Bush looms large on French political scene

19th September 2006, Comments 0 comments

PARIS, Sept 19, 2006 (AFP) - US President George W. Bush's ability to polarise electorates and political classes has spread to France, where the two leading candidates in the 2007 presidential election are divided in embracing or in despising him.

PARIS, Sept 19, 2006 (AFP) - US President George W. Bush's ability to polarise electorates and political classes has spread to France, where the two leading candidates in the 2007 presidential election are divided in embracing or in despising him.

Ségolène Royal, the leading left-wing contender, on Tuesday taunted her right-wing rival, Interior Minister Nicolas Sarkozy, for meeting Bush in Washington last week.

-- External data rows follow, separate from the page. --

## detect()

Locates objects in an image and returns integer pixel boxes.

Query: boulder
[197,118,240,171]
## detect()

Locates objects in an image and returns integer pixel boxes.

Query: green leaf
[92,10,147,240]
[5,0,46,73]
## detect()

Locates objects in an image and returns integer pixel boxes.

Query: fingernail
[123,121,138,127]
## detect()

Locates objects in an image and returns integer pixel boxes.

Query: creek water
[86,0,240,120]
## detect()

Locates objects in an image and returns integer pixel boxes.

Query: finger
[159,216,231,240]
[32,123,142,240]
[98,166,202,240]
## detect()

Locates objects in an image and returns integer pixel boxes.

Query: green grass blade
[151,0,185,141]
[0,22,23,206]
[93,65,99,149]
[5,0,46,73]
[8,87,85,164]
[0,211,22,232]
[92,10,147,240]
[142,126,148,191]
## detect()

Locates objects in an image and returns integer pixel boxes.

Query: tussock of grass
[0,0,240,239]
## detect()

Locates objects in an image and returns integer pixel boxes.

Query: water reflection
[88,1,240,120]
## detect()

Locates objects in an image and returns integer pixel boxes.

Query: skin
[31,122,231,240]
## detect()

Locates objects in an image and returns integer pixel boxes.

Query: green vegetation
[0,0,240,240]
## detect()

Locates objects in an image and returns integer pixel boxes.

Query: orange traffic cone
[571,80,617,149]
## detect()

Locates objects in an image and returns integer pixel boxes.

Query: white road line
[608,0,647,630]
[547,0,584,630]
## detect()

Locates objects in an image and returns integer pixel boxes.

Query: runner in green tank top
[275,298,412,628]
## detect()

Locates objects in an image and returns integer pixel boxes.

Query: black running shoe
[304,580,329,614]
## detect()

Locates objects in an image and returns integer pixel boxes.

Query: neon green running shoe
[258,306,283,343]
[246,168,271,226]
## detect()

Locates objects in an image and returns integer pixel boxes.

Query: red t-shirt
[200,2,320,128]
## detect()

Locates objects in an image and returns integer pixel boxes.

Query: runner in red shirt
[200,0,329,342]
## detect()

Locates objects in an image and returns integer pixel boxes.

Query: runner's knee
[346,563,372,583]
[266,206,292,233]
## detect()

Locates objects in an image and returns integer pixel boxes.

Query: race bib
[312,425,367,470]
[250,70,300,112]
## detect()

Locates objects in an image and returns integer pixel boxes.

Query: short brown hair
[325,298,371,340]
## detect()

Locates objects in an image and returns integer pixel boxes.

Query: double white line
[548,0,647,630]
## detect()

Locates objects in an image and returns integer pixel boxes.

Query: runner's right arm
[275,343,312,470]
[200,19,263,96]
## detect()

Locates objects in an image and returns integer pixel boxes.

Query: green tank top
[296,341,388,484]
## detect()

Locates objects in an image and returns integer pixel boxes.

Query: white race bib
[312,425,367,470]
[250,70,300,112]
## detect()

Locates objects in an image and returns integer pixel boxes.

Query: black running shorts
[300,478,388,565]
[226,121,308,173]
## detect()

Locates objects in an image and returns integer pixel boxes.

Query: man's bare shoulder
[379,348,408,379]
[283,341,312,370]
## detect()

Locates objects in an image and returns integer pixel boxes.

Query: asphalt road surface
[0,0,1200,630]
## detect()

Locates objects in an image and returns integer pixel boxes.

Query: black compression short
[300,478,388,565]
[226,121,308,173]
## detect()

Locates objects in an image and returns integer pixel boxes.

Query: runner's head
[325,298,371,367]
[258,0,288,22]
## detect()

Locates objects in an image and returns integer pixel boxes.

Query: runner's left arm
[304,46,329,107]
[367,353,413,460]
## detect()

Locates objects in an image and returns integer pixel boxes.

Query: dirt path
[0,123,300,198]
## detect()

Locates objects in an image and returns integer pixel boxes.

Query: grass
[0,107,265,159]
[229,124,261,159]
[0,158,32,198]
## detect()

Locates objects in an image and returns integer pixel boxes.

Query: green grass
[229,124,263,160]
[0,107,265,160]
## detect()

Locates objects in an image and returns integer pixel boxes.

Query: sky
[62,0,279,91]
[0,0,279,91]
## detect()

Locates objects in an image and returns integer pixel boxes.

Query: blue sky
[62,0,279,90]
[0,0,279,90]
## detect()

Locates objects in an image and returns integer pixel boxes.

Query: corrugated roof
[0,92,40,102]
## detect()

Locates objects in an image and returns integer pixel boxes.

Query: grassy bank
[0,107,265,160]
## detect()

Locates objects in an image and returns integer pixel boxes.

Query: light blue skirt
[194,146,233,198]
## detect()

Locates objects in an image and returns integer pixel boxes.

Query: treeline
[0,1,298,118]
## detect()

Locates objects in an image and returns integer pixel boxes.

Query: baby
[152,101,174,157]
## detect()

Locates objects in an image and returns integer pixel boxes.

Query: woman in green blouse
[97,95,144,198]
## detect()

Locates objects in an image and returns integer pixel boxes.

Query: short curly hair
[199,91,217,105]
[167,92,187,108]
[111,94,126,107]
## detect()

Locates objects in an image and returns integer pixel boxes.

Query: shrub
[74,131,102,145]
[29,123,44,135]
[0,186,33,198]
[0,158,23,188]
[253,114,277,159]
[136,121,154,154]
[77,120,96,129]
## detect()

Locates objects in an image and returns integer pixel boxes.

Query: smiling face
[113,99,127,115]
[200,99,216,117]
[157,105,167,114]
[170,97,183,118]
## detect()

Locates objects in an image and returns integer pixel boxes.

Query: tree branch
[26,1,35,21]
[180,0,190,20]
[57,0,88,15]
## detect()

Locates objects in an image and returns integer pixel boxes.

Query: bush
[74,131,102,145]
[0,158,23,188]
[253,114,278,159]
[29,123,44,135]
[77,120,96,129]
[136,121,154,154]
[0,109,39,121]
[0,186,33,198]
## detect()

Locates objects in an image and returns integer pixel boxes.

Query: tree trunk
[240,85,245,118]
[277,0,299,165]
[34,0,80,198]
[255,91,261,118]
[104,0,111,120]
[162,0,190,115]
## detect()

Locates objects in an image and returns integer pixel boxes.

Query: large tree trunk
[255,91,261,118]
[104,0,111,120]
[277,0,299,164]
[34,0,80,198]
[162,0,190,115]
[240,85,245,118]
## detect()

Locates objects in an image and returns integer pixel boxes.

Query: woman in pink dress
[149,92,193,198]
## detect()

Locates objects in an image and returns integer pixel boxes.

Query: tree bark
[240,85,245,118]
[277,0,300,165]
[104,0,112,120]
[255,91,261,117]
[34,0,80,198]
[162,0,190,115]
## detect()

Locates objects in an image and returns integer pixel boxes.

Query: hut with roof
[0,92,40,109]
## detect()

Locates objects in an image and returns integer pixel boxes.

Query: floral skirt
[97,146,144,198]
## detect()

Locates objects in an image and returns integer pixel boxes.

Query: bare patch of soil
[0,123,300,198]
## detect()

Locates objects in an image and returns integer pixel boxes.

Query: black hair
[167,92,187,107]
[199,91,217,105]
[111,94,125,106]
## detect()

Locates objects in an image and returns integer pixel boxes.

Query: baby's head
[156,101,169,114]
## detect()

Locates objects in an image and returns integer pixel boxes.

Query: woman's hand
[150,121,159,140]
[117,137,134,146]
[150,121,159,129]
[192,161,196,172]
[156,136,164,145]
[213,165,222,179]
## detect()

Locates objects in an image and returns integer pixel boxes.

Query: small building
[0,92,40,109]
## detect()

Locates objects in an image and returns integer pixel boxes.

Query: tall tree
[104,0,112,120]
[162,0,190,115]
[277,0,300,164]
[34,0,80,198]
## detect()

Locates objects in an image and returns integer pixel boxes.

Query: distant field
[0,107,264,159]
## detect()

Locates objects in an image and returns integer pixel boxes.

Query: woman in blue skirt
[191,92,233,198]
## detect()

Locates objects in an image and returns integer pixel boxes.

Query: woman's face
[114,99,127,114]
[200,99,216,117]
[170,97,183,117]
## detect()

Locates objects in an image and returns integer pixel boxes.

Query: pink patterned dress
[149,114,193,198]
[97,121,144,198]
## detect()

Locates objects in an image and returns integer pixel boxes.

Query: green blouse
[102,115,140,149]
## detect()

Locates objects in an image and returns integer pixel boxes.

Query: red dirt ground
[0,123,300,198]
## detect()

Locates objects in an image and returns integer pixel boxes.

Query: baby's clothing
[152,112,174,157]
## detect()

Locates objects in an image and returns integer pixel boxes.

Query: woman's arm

"When Nicolas Sarkozy aligns himself with George Bush, that means he supports the criterion of preventive war, that means he accepts this theory of a war between good and evil, that he tolerates all these destabilisation attempts in the world," she told LCI television.

She said there was a difference between an "alliance with the Americans" and "alignment" with Bush and his policies.

"My diplomatic position will not consist of going and kneeling down in front of George Bush," she said.

A trailing left-wing presidential hopeful, Laurent Fabius, has also mocked Sarkozy as Bush's "poodle".

Sarkozy's supporters, however, said the meeting showed that Sarkozy, who has unashamedly brandished pro-US credentials, was being taken seriously on the world stage.

The interior minister — who has even called himself 'Sarko the American' — certainly made segments of the US media swoon, especially after a speech in which he lauded the United States and blasted France's "arrogance".

The Washington Times newspaper said he had the "panache of a matinee idol" and saw in him "a new kind of Frenchman", one who would support US policies rather than oppose them.

The New York Daily News said: "Nicolas Sarkozy is determined to save France from its single biggest enemy — the French."

President Jacques Chirac, who has long been unable to control his ambitious interior minister, took umbrage at remarks Sarkozy also made suggesting Chirac went too far in blocking United Nations approval for the US-led war on Iraq in 2003.

On Monday, Chirac — who on Tuesday was to meet Bush himself before the two give separate addresses to the UN General Assembly — said his position has since been validated by the turn of events in Iraq.

"I adopted a stance on Iraq and I have to say that the way things panned out, it certainly didn't go against the stance I took. What I said has been borne out and I remain very pessimistic about Iraq and its future," Chirac told CNN television.

French newspaper Libération said Chirac was convinced that Sarkozy's overtures towards Bush would rile the French public and saw Sarkozy's speech as "irresponsible".

Although Chirac has not ruled out running for a third mandate in the presidential election due next April, at age 73 that looks unlikely.

Sarkozy and Royal, though not yet confirmed candidates, lead the pack of potential contenders. Polls put them neck-and-neck.

The most recent, carried out by the Ipsos institute and published last week, showed Sarkozy would beat Royal 52 percent to 48 percent in a run-off round if the election were held now.